Radiography

Radiography: Film records (radiographs) of internal structures of the body. Radiography is made possible by X-rays (or gamma rays) passing through the body to act on a specially sensitized film.

Radiography is used for both medical and industrial applications (see medical radiography and industrial radiography). If the object being examined is living, whether human or animal, it is regarded as medical; all other radiography is regarded as industrial radiographic work.

Radiography started in 1895 with the discovery of X-rays, also referred to as Röntgen rays after Wilhelm Conrad Röntgen who first described their properties in rigorous detail. These previously unknown rays (hence the X) were found to be a type of electromagnetic radiation. It wasn’t long before X-rays were used in various applications, from helping to fit shoes, to the medical uses that have persisted. X-rays were put to diagnostic use very early, before the dangers of ionizing radiation were discovered. Initially, many kinds of staff conducted radiography in hospitals, including physicists, photographers, doctors, nurses, and engineers. The medical specialty of radiology grew up over many years around the new technology. When new diagnostic tests involving X-rays were developed, it was natural for the radiographers to be trained in and to adopt this new technology. This happened first with fluoroscopy, computed tomography (1970s), mammography, ultrasound (1970s), and magnetic resonance imaging (1980s). Although a nonspecialist dictionary might define radiography quite narrowly as “taking X-ray images”, this has long been only part of the work of “X-ray departments”, radiographers, and radiologists.

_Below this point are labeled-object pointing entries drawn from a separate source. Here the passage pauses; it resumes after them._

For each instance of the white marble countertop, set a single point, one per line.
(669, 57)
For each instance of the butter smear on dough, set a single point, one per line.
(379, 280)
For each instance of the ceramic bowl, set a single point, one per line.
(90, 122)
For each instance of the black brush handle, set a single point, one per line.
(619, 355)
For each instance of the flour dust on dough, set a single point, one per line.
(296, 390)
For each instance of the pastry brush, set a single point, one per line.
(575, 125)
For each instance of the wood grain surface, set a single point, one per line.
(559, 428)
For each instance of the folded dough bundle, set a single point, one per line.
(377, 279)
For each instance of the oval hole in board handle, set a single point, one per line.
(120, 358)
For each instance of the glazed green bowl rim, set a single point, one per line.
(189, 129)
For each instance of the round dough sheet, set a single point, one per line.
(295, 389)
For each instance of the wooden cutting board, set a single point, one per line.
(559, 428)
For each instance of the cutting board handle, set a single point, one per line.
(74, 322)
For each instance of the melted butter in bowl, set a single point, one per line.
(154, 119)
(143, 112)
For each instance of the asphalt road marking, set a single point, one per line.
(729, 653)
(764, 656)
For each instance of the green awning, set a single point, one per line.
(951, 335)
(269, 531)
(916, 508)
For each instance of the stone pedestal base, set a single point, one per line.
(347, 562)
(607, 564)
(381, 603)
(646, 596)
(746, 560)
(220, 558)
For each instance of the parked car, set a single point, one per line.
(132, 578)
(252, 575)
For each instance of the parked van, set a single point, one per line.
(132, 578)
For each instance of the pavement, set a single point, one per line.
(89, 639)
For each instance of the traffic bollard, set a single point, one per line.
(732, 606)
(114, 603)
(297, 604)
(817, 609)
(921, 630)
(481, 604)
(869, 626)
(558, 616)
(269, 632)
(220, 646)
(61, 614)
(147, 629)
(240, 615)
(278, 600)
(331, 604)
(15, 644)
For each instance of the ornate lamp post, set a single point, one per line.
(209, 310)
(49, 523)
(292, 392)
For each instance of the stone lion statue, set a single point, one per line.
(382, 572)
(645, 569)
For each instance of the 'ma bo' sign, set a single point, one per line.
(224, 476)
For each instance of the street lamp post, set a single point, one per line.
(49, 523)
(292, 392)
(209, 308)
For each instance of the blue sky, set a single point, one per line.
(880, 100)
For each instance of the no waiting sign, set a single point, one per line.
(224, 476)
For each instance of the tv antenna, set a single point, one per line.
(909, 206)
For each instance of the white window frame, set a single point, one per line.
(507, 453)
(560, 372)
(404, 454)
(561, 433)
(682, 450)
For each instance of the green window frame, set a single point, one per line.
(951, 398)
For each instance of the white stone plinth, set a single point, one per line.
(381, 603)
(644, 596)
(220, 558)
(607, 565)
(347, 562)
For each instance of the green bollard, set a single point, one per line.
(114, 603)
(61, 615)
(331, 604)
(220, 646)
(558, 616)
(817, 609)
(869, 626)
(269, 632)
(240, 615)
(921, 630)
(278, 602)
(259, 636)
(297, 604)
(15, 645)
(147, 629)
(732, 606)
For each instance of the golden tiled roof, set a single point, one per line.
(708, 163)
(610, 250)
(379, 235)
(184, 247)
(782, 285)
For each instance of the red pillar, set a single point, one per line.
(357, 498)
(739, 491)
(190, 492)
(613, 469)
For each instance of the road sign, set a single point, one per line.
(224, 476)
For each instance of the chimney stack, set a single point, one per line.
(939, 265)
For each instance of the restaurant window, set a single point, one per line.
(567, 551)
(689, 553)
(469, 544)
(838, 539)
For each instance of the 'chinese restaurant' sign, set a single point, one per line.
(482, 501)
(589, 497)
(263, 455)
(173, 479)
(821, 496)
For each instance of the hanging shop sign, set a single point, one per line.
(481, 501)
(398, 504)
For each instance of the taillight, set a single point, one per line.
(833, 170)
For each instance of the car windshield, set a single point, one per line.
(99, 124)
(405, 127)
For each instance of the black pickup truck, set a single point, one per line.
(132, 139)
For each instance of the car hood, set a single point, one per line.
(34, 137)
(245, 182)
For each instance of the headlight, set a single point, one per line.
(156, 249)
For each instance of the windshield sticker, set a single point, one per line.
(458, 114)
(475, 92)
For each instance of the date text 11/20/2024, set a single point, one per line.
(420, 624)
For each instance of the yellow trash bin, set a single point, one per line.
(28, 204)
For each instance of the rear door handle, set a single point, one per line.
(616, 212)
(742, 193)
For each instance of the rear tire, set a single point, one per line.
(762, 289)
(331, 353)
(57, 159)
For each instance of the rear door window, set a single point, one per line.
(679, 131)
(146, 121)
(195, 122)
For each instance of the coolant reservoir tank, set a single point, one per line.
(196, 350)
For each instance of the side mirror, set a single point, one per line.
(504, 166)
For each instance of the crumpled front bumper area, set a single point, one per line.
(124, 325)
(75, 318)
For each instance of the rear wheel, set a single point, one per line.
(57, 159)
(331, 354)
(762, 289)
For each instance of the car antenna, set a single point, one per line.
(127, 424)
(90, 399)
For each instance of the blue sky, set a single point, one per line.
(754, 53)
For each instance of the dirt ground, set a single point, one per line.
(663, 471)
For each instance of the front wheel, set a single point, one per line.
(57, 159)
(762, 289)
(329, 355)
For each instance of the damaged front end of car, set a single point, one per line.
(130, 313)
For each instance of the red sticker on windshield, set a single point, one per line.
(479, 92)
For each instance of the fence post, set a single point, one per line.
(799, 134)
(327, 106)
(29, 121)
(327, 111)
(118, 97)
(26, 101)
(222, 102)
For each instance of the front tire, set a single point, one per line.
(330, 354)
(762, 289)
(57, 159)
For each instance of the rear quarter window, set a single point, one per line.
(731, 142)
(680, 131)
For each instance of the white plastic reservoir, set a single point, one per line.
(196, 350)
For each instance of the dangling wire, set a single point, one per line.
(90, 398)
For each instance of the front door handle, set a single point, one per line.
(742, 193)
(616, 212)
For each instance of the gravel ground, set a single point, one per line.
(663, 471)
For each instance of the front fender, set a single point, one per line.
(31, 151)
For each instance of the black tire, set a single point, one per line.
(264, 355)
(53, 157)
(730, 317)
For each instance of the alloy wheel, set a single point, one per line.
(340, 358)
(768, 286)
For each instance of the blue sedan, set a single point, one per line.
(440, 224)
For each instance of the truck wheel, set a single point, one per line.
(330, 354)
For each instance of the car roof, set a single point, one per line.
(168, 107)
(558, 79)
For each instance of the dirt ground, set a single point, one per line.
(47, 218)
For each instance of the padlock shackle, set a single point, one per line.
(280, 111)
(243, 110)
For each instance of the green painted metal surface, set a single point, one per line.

Radiography is the use of X-rays to view unseen or hard-to-image objects. The main diagnostic purposes of X-rays are to see inside ones’ body, especially of the brain and fetus, where the bones can be viewed at an optimum resolution (128 shades of grey). The impact on society of this technique has also been immense. Physicists and researchers have developed numerous types of medicines to assist in the function and development of organs such as the brain and heart, and radiography has improved the economy of most countries in the western world due to the employment of physicists and doctors.